B. L’exigence d’un consentement libre et éclairé du consommateur
Le cœur de la décision réside dans la condition principale posée par la Cour : la renonciation doit émaner d’un « consentement libre et éclairé ». C’est au juge national qu’il incombe de vérifier la réunion de ces deux éléments. Le caractère « libre » du consentement implique que le consommateur ne doit pas avoir subi de contrainte ou de pression de la part du professionnel pour signer l’accord de novation. Le caractère « éclairé » est plus substantiel encore et se rapporte directement à l’obligation de transparence.
La Cour précise que le professionnel a une obligation d’information renforcée. Pour que le consentement du consommateur soit éclairé, il doit avoir été mis en mesure de « comprendre les conséquences juridiques qui en découlaient pour lui ». Dans le cas d’une clause « plancher », cela signifie que le professionnel devait fournir au consommateur des informations claires et intelligibles sur les conséquences économiques du mécanisme, notamment « grâce à la mise à disposition d’informations relatives à l’évolution passée de l’indice ». Sans une telle information, le consommateur ne peut mesurer la portée de son engagement ni l’ampleur du droit auquel il renonce, rendant son consentement vicié.
II. Le contrôle étendu des clauses issues de l’accord transactionnel
La Cour ne se contente pas de fixer les conditions de validité du consentement du consommateur. Elle étend son contrôle à l’accord de renonciation lui-même, affirmant sa possible nature abusive (A) et posant une interdiction de principe à toute renonciation portant sur des droits futurs (B).

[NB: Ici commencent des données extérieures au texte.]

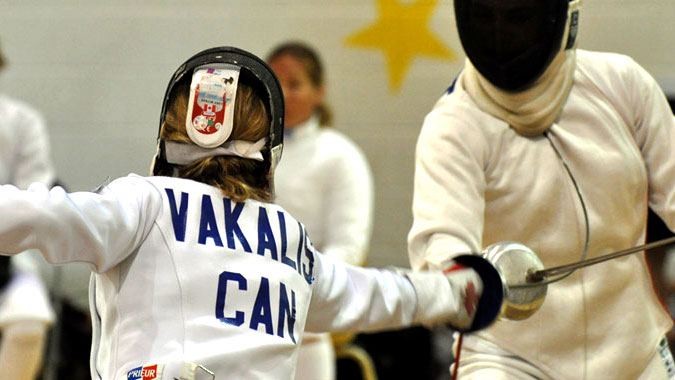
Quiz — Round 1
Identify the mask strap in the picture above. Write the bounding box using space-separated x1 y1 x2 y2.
565 0 582 50
163 138 267 165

A. L’assujettissement potentiel de la clause de règlement au contrôle du caractère abusif
La Cour établit clairement que l’accord de novation n’échappe pas au champ d’application de la directive 93/13. Une clause de cet accord, même si elle a pour objet de régler un litige, « peut elle-même être considérée comme n’ayant pas fait l’objet d’une négociation individuelle et, le cas échéant, être déclarée abusive ». Cette solution est fondamentale pour éviter que le professionnel ne contourne la protection du consommateur. Un accord qui remplacerait une clause abusive par une autre, à peine moins désavantageuse, ne saurait être considéré comme valable.
Le juge national est donc invité à un double contrôle. Il doit d’abord vérifier la qualité du consentement lors de la signature de la novation. Ensuite, il peut examiner le contenu même de cette novation pour s’assurer qu’elle ne crée pas, à son tour, un déséquilibre significatif entre les droits et obligations des parties au détriment du consommateur. La protection est ainsi assurée à la fois au moment de la formation de l’accord et au regard de sa substance.
B. La prohibition de la renonciation aux actions futures fondées sur la directive
La Cour opère une distinction cruciale entre la résolution d’un différend existant et la renonciation à des droits pour l’avenir. Si un consommateur peut renoncer à invoquer le caractère abusif d’une clause dans le cadre d’un litige né et identifié, il ne peut en revanche se priver par avance de la protection que lui confère la directive pour des litiges futurs. La Cour est ici particulièrement ferme.
Elle énonce que la clause par laquelle un consommateur « renonce, en ce qui concerne des différends futurs, aux actions en justice fondées sur les droits qu’il détient en vertu de la directive 93/13, ne lie pas le consommateur ». Une telle clause est nulle de plein droit, car elle reviendrait à priver la directive de son effet utile. Le caractère d’ordre public de la protection accordée aux consommateurs par le droit de l’Union européenne trouve ici sa pleine expression. Il est impossible de renoncer par avance à un mécanisme de protection jugé essentiel à l’équilibre des relations entre professionnels et consommateurs.